Tuesday, July 26, 2005

Night of 25/26 July

There was some lightning activity over North-Italy, but there were no sprites observed.

Monday, July 25, 2005

Night of 24/25 July

Lots of lightning last night but unfortunately the cameras were always under the clouds.

The use of VLF transmitter signals in sprite research

The part of the electromagnetic spectrum termed as VLF (Very Low Frequency) spans the frequency region 3-30 kHz and has free-space wavelength of 100-10 km. Ground-based observations of this frequency spectrum are dominated by “sferics”, the strong impulses radiated by lightning discharges (seen as vertical lines in the figure). In the region above 10 kHz man-made signals from communication and navigation transmitters can be observed (as horizontal lines) and local electrical noise is also present below ~5 kHz.
VLF waves propagate in the so-called Earth-ionosphere waveguide, reflecting from the conducting surface of the Earth and the lower part of the ionosphere (the so-called D-region) at ~70-90 km heights. They have a low attenuation rate and can therefore be received at thousands of km-s from their source. They can also penetrate sea water. These properties led to the construction of VLF transmitters all over the globe, which are used for communication and navigation purposes. The signals of such man-made transmitters can be recorded using VLF receivers and can also be used for scientific purposes.
As VLF waves propagate in the Earth-ionosphere waveguide, they are affected by the variations of atmospheric electrical conductivity on the boundaries, which results in changes in the observed amplitude and phase of the VLF transmitter signals.
If you would like to learn more on how these perturbations can be used in sprite research click here:
During Eurosprite2005 VLF data is recorded at various sites all over Europe, with receivers operating continuously during nighttime.

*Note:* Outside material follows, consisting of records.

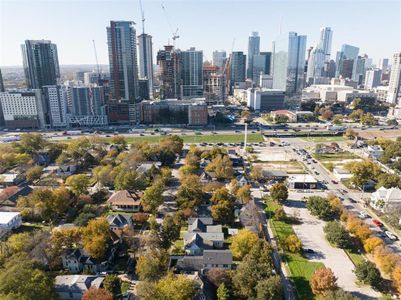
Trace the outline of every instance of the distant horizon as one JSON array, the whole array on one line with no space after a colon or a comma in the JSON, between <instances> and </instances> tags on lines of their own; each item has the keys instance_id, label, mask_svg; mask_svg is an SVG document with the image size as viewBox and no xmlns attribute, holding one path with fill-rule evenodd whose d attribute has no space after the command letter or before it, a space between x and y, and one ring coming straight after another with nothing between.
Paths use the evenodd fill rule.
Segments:
<instances>
[{"instance_id":1,"label":"distant horizon","mask_svg":"<svg viewBox=\"0 0 401 300\"><path fill-rule=\"evenodd\" d=\"M290 31L306 35L309 48L326 26L333 30L331 59L335 60L342 44L358 47L360 55L368 54L374 63L401 51L401 26L390 26L401 20L397 0L164 0L166 13L161 4L143 1L145 32L153 37L154 64L157 51L171 41L176 28L177 48L194 46L209 61L214 50L247 53L253 31L261 37L261 51L271 51L280 32ZM60 65L95 64L95 40L99 63L108 65L106 27L110 20L134 21L137 35L142 33L139 0L0 0L0 65L22 66L20 45L27 39L57 44Z\"/></svg>"}]
</instances>

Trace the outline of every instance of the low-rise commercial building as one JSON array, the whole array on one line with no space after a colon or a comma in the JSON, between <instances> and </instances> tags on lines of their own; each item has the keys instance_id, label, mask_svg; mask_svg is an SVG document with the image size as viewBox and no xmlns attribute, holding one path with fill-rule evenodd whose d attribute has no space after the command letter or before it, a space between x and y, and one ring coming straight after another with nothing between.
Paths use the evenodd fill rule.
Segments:
<instances>
[{"instance_id":1,"label":"low-rise commercial building","mask_svg":"<svg viewBox=\"0 0 401 300\"><path fill-rule=\"evenodd\" d=\"M297 121L297 114L295 112L284 109L272 111L270 113L270 116L273 118L274 121L276 121L276 118L279 116L287 117L288 123L295 123Z\"/></svg>"},{"instance_id":2,"label":"low-rise commercial building","mask_svg":"<svg viewBox=\"0 0 401 300\"><path fill-rule=\"evenodd\" d=\"M142 101L143 124L182 124L203 126L208 123L208 109L203 98Z\"/></svg>"},{"instance_id":3,"label":"low-rise commercial building","mask_svg":"<svg viewBox=\"0 0 401 300\"><path fill-rule=\"evenodd\" d=\"M270 112L284 108L285 92L273 89L248 89L247 105L248 107L262 112Z\"/></svg>"},{"instance_id":4,"label":"low-rise commercial building","mask_svg":"<svg viewBox=\"0 0 401 300\"><path fill-rule=\"evenodd\" d=\"M317 189L318 181L309 174L293 174L288 177L288 187L300 190Z\"/></svg>"},{"instance_id":5,"label":"low-rise commercial building","mask_svg":"<svg viewBox=\"0 0 401 300\"><path fill-rule=\"evenodd\" d=\"M372 193L370 205L381 212L396 211L401 208L401 190L399 188L379 188Z\"/></svg>"}]
</instances>

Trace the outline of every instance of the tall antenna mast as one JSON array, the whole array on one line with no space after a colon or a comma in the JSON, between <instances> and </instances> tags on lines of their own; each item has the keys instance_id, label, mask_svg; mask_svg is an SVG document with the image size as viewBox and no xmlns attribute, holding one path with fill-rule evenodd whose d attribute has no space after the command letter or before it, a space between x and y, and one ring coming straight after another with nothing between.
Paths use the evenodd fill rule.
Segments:
<instances>
[{"instance_id":1,"label":"tall antenna mast","mask_svg":"<svg viewBox=\"0 0 401 300\"><path fill-rule=\"evenodd\" d=\"M142 1L139 0L139 7L141 8L141 16L142 16L142 33L145 34L145 13L143 12Z\"/></svg>"}]
</instances>

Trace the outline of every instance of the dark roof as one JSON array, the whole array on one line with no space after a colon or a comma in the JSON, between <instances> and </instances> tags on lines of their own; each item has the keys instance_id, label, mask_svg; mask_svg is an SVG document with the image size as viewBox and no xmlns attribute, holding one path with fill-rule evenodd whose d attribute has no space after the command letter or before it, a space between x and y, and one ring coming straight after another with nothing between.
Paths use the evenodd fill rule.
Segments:
<instances>
[{"instance_id":1,"label":"dark roof","mask_svg":"<svg viewBox=\"0 0 401 300\"><path fill-rule=\"evenodd\" d=\"M199 218L195 218L195 220L188 226L188 231L201 231L205 232L206 231L206 225L203 224L202 220Z\"/></svg>"},{"instance_id":2,"label":"dark roof","mask_svg":"<svg viewBox=\"0 0 401 300\"><path fill-rule=\"evenodd\" d=\"M126 225L131 225L130 216L126 214L109 215L107 221L110 226L122 228Z\"/></svg>"},{"instance_id":3,"label":"dark roof","mask_svg":"<svg viewBox=\"0 0 401 300\"><path fill-rule=\"evenodd\" d=\"M205 264L230 265L233 263L233 255L230 250L204 250L203 262Z\"/></svg>"},{"instance_id":4,"label":"dark roof","mask_svg":"<svg viewBox=\"0 0 401 300\"><path fill-rule=\"evenodd\" d=\"M284 170L263 170L264 177L287 177L287 172Z\"/></svg>"},{"instance_id":5,"label":"dark roof","mask_svg":"<svg viewBox=\"0 0 401 300\"><path fill-rule=\"evenodd\" d=\"M118 191L110 196L108 203L112 205L140 205L140 195L130 193L126 190Z\"/></svg>"}]
</instances>

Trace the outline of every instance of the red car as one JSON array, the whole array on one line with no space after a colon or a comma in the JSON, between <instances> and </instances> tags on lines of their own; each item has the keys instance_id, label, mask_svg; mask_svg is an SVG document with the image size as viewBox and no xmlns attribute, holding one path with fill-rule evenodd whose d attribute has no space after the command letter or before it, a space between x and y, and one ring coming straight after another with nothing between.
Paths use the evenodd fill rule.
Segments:
<instances>
[{"instance_id":1,"label":"red car","mask_svg":"<svg viewBox=\"0 0 401 300\"><path fill-rule=\"evenodd\" d=\"M332 183L334 183L334 184L337 184L337 183L338 183L338 182L337 182L337 181L335 181L335 180L332 180L331 182L332 182Z\"/></svg>"},{"instance_id":2,"label":"red car","mask_svg":"<svg viewBox=\"0 0 401 300\"><path fill-rule=\"evenodd\" d=\"M374 220L372 220L372 222L373 222L373 224L375 224L377 227L383 226L383 223L380 222L379 220L374 219Z\"/></svg>"}]
</instances>

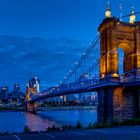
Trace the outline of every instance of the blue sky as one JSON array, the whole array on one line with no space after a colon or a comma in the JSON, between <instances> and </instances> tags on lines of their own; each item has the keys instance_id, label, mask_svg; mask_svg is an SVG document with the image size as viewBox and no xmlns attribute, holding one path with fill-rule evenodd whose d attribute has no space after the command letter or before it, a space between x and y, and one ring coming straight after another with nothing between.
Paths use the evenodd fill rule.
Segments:
<instances>
[{"instance_id":1,"label":"blue sky","mask_svg":"<svg viewBox=\"0 0 140 140\"><path fill-rule=\"evenodd\" d=\"M120 0L110 0L119 16ZM140 10L139 0L122 0L123 15ZM0 34L93 40L106 0L0 0Z\"/></svg>"},{"instance_id":2,"label":"blue sky","mask_svg":"<svg viewBox=\"0 0 140 140\"><path fill-rule=\"evenodd\" d=\"M113 16L119 3L110 0ZM140 11L139 0L122 6L123 15ZM56 85L94 40L105 9L106 0L0 0L0 86L24 89L32 76L42 89Z\"/></svg>"}]
</instances>

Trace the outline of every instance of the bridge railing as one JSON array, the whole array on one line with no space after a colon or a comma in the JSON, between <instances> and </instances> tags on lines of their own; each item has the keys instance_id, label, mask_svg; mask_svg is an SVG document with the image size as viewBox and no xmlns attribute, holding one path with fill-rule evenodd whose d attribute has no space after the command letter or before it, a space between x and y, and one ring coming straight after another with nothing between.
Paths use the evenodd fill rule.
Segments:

Thunderstorm Outlook Mon 25 - Thu 28 July

This week promises to be very favourable for thunderstorms in southwestern Europe - the flow pattern that we would wish for will at least be present till Thursday and perhaps even Monday next week, yielding a couple good nightly storms. Hopefully the observing conditions cooperate as well... but it seems likely that clouds will sometimes affect observations as moist unstable air also lingers around the Pyrenees.

Tonight the best conditions will come together mostly in southeastern France, near the Alps, with possibly isolated activity stretching from there to the Pyrenees. Tuesday night there may be storm activity developing in southwestern France, Wednesday night the focus for storms seems to be at the warm front over northwestern and central France, and Thursday seems the most classical situation for sprites, as a cold front sweeps through France. Of course, all depends on timing so the outlook may change.

After this week, the ensemble prediction system runs are still very uniform and forecast a dreadful high pressure area occupying the position where there is currently low pressure.

Sunday, July 24, 2005

July 21-23

July 21 and 23 did not have interesting thunderstorms to point the cameras to. We could then do a few more tests and the camera at Puy de Dome was successfully mounted.

July 22 indeed showed some persistent lightning activity over Northern Italy but unfortunately some technical problems caused the camera to observe only for a part of the night. The problem has been solved but we will need to check carefully in the little data we got to see whether we observe any sprites.